Sciatteria

1 aprile 2009 - Categoria: Ecomportamento

Mentre scrivo, la domenica solitaria mi affligge con lo strepito angoscioso dei cani lasciati a gemere in città e gli ululati degli antifurti non controllati da sciatte famiglie in vacanza.
Uno dei mali che affliggono l’Italia è la sciatteria.
Intesa come negligenza, trascuratezza, poca professionalità, essa pervade tutto il nostro costume.
Lo si vede, purtroppo, ovunque: cartelli scritti col pennarello per indicazioni magari importanti, gabinetti tenuti a livelli indecenti, piante in vaso lasciate a morire di sete e tanti altri esempi.Ma il settore in cui più soffro dell’italica sciatteria è nella carta stampata.
Soprattutto nei libri.
Oggi, per qualche ragione tecnologica ed economica che ignoro, si sfornano libri con una rapidità e dei prezzi impensabili ancora pochi anni fa. Stupende rilegature, carta e caratteri bellissimi, illustrazioni ricche e abbondanti invadono i miei scaffali come un’inarrestabile valanga cartacea..
Purtroppo però, quando si vanno a leggere, a parte poche preziose eccezioni, c’è da farsi cascare le braccia.
Intanto per gli errori di stampa. Correttori automatici e curatori sciatti lasciano errori di ogni tipo: nei testi, nelle didascalie, negli indici, nella scelta delle foto: con una frequenza che offende soprattutto quando si sfoglia un volume di grande apparente bellezza.
Cito qualche esempio, legati al mio mestiere.
Nei tre immensi volumi, rilegati in pelle e con sontuose incisioni, dell’Iconografia della Fauna d’Italia di Carlo Luciano Bonaparte, curati da insigni zoologi e pubblicati dal Ministero dell’Ambiente vi sono intere tavole con le didascalie ripetute ed errate.
                  In una guida di rettili e anfibi, tradotta da un ottimo testo inglese, il colubro del Riccioli (Coronella girondica), così chiamato in onore di uno scienziato laziale dell’800 che lo scoperse nelle campagne del Lazio, è definito, nel testo e nelle didascalie, “Colubro dai riccioli”!
In un’altra, sui mammiferi, le cartine di diffusione sono spesso errate. L’areale della foca monaca mediterranea è indicato sulle coste del Mare del Nord fino all’Islanda e al Circolo Polare artico, mentre quello della volpe artica è uguale a quella del cane procione e arriva a sud fino alle coste del Mar Nero.
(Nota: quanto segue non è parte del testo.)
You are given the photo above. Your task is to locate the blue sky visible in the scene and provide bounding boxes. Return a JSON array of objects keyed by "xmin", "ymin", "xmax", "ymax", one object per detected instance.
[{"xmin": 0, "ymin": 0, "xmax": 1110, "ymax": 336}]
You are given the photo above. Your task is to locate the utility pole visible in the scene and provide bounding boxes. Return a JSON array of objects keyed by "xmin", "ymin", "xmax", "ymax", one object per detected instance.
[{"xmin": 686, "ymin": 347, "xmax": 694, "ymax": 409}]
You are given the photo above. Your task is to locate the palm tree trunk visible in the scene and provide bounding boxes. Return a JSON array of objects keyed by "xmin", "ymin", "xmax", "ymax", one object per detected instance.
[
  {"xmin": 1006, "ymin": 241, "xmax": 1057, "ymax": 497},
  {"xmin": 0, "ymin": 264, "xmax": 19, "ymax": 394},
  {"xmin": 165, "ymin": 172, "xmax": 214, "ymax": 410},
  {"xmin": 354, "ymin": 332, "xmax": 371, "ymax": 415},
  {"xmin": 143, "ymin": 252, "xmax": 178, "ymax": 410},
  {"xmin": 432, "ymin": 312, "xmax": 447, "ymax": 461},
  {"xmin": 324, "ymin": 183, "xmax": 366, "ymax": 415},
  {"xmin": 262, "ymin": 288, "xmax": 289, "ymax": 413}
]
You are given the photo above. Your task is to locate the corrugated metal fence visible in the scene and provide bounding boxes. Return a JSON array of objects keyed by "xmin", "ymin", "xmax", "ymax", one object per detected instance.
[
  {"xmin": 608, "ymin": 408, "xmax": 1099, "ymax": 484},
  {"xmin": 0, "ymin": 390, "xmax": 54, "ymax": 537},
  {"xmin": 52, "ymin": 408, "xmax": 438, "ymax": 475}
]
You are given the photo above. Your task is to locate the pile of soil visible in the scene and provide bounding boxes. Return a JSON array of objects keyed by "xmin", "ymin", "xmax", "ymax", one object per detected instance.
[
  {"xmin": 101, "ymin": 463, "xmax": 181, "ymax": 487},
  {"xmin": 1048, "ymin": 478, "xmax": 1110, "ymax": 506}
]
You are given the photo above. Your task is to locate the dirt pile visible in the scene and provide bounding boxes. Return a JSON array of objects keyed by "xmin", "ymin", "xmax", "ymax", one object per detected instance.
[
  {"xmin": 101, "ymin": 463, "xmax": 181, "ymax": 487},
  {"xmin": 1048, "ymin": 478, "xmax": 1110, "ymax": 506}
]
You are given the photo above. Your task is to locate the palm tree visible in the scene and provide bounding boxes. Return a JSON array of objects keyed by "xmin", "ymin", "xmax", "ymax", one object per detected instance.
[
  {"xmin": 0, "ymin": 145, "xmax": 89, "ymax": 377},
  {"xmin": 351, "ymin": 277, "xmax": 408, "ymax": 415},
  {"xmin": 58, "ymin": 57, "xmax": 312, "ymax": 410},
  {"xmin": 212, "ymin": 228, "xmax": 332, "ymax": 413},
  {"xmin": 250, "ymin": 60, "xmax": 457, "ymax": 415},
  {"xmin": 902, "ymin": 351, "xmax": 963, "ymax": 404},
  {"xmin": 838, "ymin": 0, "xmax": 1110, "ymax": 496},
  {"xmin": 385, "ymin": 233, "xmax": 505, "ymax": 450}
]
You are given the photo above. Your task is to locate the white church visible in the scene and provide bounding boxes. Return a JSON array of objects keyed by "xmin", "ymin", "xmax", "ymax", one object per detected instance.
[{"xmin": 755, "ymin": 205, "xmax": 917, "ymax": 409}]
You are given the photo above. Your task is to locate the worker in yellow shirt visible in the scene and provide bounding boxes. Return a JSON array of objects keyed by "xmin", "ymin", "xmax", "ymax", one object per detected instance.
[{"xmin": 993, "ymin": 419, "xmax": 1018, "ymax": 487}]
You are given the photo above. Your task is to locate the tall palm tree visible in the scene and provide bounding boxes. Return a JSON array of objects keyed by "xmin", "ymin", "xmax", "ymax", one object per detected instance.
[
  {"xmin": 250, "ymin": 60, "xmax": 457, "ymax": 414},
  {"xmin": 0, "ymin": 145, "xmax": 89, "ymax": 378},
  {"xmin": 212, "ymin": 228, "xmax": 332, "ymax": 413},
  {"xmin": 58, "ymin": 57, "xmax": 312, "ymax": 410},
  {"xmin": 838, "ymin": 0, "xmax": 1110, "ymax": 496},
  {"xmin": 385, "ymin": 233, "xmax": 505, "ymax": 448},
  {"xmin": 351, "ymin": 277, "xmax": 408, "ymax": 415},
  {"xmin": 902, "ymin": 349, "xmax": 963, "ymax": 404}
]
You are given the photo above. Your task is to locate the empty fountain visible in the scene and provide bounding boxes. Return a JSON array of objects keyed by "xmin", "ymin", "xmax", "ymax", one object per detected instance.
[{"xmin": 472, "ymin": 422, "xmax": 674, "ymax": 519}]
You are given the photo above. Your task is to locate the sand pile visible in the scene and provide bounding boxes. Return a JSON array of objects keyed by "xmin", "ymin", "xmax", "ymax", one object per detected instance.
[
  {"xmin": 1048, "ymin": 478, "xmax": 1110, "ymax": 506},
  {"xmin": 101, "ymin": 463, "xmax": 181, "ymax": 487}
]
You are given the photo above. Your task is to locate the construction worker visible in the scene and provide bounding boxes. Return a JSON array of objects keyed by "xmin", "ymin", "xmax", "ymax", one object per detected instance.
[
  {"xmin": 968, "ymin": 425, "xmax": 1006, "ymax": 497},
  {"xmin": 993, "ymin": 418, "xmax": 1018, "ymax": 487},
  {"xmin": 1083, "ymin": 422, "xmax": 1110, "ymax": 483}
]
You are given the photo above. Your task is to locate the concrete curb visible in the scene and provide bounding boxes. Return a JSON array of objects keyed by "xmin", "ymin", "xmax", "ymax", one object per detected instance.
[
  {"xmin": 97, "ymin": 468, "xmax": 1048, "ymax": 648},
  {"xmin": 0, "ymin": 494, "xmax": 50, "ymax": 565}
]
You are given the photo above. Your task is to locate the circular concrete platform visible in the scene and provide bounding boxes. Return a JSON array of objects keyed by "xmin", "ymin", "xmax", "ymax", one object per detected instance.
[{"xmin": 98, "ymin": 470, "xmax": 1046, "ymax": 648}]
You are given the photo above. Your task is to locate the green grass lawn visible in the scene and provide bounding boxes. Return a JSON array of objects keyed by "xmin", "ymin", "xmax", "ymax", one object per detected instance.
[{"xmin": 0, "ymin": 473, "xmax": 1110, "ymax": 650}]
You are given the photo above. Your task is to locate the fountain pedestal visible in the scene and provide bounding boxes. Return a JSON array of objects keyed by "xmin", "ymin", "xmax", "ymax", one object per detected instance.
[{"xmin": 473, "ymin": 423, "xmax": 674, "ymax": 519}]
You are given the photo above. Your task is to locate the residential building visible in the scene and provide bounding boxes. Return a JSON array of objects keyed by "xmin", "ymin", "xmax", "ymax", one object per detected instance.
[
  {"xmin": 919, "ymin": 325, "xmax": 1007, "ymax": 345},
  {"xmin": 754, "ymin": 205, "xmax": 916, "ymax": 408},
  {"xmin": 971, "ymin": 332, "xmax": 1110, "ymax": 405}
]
In compenso l’areale del raro driomio è stata messo al posto di quello del più comune topo quercino e viceversa.
Mi domando come mai non vi sia un controllo finale che eviti gli errori prima di mandare alle stampe questi, peraltro utilissimi, manuali.
Per non parlare delle miserevoli traduzioni di testi che parlano di piante ed animali selvatici.
Mi raccapricciano ancora i “tuffoli”, le “tordelle gazzine”,le “spernuzzole” e i “coditremola” che infestavano il “Falco pellegrino” di J.A. Baker pubblicato da Rizzoli nel 1979.
Numerosi libri di carattere scientifico, prodotti in Italia, nascondono errori anche plateali.
Tanto che è difficile aprire un’opera di questo tipo la quale non contenga al suo interno uno sconfortante foglio di errata corrige. Senza contare attribuzioni errate, specie scambiate l’una per l’altra, disegni di basso o infimo livello, anche in pubblicazioni di altissimo prezzo.
               So per esperienza diretta quanto sia faticoso e stressante rivedere le bozze e controllare gli impaginati. Ma credo che sia un lavoro obbligatorio per un curatore di collana che voglia produrre opere ben fatte che durino nel tempo.
La sciatteria infesta anche altri testi. Vedi ad esempio il verbo “comminare” (che significa minacciare o prevedere sanzioni) usato a tutti i livelli – anche quelli di grandi opinionisti ed editorialisti – al posto dei corretti “infliggere” o “irrogare”; o l’uso sciatto di un termine come l’orrido “eclatante” o i frequentissimi errori legati al sistema metrico decimale in cui gli ettari divengono chilometri quadrati e viceversa.
D’altra parte una scuola, come quella italiana, dove agli esami il 99% degli alunni è promosso, dove è considerata con simpatia la prassi del copiare e del suggerire, dove genitori infuriati sono pronti a ricorrere alla giustizia per una bocciatura del figlio, dove impresentabili istituti privati promettono caterve di esami in pochi mesi e lauree prese con metodi discutibili, non ci si può aspettare che vengano pubblicati libri, non solo scientifici, che siano paragonabili con quelli che figurano in tutte le bibliografie d’Europa, luoghi in cui le pubblicazioni italiane spiccano purtroppo per la loro totale assenza.